After updating from 2.5.0p2 to 2.6.0p2 and running OK for a few days, I'm seeing the compression estimates for planner are totally off, which disturbs the DLEs chosen for backup on each run. For example, right now amadmin balance shows:
due-date #fs orig KB out KB balance
----------------------------------------------
9/26 Fri 1 137375330 0 ---
9/27 Sat 0 0 0 ---
9/28 Sun 3 127146210 4051325553137561658 +3693.9%
9/29 Mon 6 183484280 7829679975848763634 +7232.2%
9/30 Tue 3 132909620 3833724574305892912 +3490.1%
10/01 Wed 3 130272160 13951584 -100.0%
10/02 Thu 1 107617510 3906644189318756912 +3558.4%
----------------------------------------------
TOTAL 17 818805110 1174630218915375084 106784565355943189
When I look at the curinfo files, I see weird numbers, like:
Other than this, the backups seem to run normally and the daily Amanda report includes correct compression rates for every DLE, which somehow do not get written to the curinfo files. Is there a fix for this? How can I safely reset the compression rate calculation by editing or rebuilding the curinfo database without ditching my backups?
I've determined that my problem consists on amanda not getting the correct compressed sizes to write into curinfo. It basically uses and writes garbage compressed dumpsizes into curinfo: either 0 or a really big number. So, the compression rates are totally off because of that and in the next cycle planner uses these bogus rates and schedules random DLEs.
I glanced at driver.c and it seems the compressed dumpsize is only read from the chunker output, but my logs don't show any chunker output. Maybe that's the source of the problem: dumpsize never gets the right value. For now, I wrote a script that runs after amdump and fixes the curinfo files using the correct dumpsizes read from the dumper output on the amdump log file. This works, but I would like a better solution.

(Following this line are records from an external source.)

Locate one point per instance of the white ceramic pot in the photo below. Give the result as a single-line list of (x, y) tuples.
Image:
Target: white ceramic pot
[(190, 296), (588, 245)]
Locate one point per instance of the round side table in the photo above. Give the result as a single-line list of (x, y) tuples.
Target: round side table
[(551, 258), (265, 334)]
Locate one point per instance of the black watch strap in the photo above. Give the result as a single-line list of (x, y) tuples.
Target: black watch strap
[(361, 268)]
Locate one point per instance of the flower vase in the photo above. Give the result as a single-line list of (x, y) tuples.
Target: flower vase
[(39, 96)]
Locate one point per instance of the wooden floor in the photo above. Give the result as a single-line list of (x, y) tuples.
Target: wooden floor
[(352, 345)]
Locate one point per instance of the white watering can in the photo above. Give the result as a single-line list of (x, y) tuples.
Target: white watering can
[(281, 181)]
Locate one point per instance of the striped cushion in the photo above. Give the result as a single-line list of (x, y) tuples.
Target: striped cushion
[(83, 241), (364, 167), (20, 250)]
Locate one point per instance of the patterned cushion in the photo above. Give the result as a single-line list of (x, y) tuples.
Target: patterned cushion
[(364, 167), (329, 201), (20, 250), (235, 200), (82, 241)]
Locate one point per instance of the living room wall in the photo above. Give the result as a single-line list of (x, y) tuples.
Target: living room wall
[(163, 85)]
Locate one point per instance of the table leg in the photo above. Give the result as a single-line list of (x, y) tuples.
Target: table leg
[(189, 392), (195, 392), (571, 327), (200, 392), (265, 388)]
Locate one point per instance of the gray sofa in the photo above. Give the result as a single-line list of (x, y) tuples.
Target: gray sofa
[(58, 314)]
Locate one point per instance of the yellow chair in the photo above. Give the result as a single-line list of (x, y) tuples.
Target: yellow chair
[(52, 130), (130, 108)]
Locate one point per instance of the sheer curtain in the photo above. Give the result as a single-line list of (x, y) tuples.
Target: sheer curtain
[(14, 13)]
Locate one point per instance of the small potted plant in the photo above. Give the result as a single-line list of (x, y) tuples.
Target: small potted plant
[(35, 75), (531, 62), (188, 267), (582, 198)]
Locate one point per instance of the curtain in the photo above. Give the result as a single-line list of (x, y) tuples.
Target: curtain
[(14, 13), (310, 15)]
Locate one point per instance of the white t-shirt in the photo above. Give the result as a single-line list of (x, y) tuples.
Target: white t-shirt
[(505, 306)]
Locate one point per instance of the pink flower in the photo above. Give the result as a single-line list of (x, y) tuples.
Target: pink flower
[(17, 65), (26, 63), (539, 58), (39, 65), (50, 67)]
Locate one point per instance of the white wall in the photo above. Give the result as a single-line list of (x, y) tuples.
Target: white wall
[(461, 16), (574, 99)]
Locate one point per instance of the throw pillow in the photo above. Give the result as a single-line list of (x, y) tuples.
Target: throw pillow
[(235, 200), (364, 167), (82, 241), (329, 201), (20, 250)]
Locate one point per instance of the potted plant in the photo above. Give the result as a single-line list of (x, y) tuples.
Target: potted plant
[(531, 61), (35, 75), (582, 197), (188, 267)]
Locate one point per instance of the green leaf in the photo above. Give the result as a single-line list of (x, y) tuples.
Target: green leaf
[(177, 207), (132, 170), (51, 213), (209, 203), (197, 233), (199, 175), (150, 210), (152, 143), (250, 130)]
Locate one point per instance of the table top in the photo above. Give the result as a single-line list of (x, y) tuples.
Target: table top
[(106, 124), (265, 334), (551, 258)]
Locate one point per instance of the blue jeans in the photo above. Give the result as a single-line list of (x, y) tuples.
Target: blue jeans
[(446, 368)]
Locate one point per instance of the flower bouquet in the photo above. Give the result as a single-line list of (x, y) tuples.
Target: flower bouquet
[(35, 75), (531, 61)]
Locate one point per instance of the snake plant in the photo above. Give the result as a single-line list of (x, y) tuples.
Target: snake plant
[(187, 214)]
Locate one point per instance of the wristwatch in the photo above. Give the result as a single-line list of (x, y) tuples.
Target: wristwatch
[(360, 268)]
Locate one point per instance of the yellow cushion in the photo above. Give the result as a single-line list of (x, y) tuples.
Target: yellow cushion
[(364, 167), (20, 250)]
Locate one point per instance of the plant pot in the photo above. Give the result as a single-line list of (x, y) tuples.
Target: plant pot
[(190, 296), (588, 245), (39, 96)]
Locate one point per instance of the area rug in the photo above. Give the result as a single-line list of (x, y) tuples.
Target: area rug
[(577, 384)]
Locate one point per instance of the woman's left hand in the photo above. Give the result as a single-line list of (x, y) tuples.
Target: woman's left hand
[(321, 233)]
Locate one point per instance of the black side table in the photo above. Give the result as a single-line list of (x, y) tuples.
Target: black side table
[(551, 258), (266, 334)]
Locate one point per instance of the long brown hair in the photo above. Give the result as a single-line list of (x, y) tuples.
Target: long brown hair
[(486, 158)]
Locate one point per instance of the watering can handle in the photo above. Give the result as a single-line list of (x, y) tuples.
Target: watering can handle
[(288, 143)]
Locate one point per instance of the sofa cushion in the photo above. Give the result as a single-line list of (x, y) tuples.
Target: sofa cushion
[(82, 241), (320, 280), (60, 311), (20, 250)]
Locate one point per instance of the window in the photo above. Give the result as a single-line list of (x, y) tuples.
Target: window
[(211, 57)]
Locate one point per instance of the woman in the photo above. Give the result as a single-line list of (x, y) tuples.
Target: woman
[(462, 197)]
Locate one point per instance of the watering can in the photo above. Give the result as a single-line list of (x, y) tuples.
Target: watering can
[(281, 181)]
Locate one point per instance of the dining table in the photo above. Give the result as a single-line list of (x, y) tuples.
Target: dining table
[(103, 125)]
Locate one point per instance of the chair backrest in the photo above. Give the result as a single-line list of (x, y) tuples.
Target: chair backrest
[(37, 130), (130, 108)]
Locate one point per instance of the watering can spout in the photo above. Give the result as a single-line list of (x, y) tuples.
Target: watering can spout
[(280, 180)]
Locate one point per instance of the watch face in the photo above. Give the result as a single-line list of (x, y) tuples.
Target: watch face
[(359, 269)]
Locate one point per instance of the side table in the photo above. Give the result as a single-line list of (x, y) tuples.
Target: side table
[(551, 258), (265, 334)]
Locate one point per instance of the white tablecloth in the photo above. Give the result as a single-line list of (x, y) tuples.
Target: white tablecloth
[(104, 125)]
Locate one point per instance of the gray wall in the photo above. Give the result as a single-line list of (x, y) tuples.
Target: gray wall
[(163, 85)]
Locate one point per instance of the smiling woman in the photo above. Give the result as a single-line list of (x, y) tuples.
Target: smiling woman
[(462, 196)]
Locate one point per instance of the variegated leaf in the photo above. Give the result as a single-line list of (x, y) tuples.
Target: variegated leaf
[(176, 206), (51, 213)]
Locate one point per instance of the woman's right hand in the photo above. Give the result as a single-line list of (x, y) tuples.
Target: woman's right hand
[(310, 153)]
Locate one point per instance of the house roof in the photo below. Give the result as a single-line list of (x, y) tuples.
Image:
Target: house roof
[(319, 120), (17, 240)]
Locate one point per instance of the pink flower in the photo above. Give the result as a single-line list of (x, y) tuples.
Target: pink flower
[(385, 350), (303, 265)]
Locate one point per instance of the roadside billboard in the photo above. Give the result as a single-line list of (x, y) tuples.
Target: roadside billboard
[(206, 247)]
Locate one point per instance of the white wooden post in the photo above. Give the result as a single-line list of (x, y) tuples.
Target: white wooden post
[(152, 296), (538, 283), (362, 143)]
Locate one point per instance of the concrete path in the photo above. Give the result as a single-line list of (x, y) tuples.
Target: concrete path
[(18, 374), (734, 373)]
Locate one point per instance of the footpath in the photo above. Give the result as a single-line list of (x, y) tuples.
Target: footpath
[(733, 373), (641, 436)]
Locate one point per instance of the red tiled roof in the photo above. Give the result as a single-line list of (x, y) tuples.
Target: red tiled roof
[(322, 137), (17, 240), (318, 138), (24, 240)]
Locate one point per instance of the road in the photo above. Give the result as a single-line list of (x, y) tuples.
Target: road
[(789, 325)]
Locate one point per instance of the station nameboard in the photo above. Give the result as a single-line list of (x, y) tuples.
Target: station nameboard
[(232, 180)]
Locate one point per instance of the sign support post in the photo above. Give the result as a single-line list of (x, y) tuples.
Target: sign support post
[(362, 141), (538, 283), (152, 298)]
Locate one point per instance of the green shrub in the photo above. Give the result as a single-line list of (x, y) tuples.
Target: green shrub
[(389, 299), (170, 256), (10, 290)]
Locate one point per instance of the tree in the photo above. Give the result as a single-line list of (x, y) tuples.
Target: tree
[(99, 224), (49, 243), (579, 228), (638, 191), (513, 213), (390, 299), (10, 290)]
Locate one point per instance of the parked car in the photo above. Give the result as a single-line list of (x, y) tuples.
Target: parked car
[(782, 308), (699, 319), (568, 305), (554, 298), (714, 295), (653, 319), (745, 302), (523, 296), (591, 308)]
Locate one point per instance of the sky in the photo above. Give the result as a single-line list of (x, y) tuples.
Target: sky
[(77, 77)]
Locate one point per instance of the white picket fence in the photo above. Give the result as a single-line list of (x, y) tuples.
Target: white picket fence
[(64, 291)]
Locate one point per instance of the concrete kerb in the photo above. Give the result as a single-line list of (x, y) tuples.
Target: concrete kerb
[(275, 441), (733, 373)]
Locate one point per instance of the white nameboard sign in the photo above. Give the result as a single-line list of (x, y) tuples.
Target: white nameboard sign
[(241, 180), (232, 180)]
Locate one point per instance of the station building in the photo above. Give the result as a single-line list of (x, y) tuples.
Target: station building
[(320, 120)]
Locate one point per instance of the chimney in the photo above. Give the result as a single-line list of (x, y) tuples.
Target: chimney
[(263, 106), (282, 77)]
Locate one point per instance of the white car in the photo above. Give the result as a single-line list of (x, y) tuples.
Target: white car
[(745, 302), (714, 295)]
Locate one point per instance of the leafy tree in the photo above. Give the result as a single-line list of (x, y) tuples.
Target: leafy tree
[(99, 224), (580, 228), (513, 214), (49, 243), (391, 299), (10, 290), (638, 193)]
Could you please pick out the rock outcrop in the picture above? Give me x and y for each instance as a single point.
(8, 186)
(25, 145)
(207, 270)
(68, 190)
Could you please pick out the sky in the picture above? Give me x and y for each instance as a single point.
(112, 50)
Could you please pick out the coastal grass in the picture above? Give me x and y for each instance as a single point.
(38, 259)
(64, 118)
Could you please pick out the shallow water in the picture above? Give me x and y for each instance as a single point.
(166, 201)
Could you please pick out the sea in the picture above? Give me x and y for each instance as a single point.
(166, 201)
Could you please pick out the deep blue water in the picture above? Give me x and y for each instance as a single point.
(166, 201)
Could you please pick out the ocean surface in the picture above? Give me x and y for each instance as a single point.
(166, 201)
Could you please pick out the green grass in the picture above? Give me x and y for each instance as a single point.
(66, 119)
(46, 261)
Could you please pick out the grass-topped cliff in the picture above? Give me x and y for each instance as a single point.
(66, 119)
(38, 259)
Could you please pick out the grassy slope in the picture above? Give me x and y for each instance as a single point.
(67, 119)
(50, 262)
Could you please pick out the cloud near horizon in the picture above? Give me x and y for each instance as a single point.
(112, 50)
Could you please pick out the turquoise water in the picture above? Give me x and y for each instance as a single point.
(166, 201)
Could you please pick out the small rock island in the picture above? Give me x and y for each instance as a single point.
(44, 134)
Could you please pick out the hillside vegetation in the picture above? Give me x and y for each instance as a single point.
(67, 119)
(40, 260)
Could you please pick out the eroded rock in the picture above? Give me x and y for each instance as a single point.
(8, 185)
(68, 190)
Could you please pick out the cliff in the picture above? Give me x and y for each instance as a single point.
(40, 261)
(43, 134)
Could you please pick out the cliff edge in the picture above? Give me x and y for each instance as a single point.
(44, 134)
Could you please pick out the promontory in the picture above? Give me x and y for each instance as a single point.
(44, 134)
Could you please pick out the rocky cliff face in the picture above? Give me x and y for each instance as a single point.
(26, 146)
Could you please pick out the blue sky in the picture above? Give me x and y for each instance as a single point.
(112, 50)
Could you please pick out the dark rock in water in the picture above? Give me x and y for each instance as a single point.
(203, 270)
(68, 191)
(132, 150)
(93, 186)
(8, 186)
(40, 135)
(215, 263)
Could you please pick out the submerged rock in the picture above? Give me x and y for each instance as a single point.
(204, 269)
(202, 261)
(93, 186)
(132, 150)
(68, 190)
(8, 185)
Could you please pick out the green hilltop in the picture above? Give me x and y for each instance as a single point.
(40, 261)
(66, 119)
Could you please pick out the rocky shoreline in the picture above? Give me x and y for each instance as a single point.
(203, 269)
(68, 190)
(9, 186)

I'm also posting my amanda.conf, just in case it's relevant. I've been using basically this same configuration for a couple of years with Amanda 2.5.0p2. In short, I use a lot of 5GB tapes on hard disk, each one split into 511MB chunks, without holding disk. This was working fine until I updated to 2.6.0p2, which I downloaded from the Amanda website and built from sources without any change/patch.
I had to upgrade Amanda because I was unable to recover large compressed DLEs with 2.5.0p2 (the default on CentOS 5), not even by stitching the chunks together without using amfetchdump. Now I run amcheckdump every night and it passes. I use CentOS 5 on the server and most of my client machines, except for one CentOS 4 machine. All CentOS 5 machines use Amanda 2.6.0p2 and the CentOS 4 client machine uses the default Amanda 2.4.4p3.
Your patch fixed the problem in my last run. Thanks a lot for your prompt and effective answer.
I'm just curious about the reason this problem was triggered, because I guess this is not a mainstream bug affecting most users. Is it something in my configuration? If you know the reason and can tell me to satisfy my curiosity, thanks again. Otherwise, don't spend time on finding it out. I'm already very satisfied with the prompt fix.
It will be great if you can share your Amanda setup. E.g. how many (and type of) systems you are protecting, data size, and any performance numbers you can share.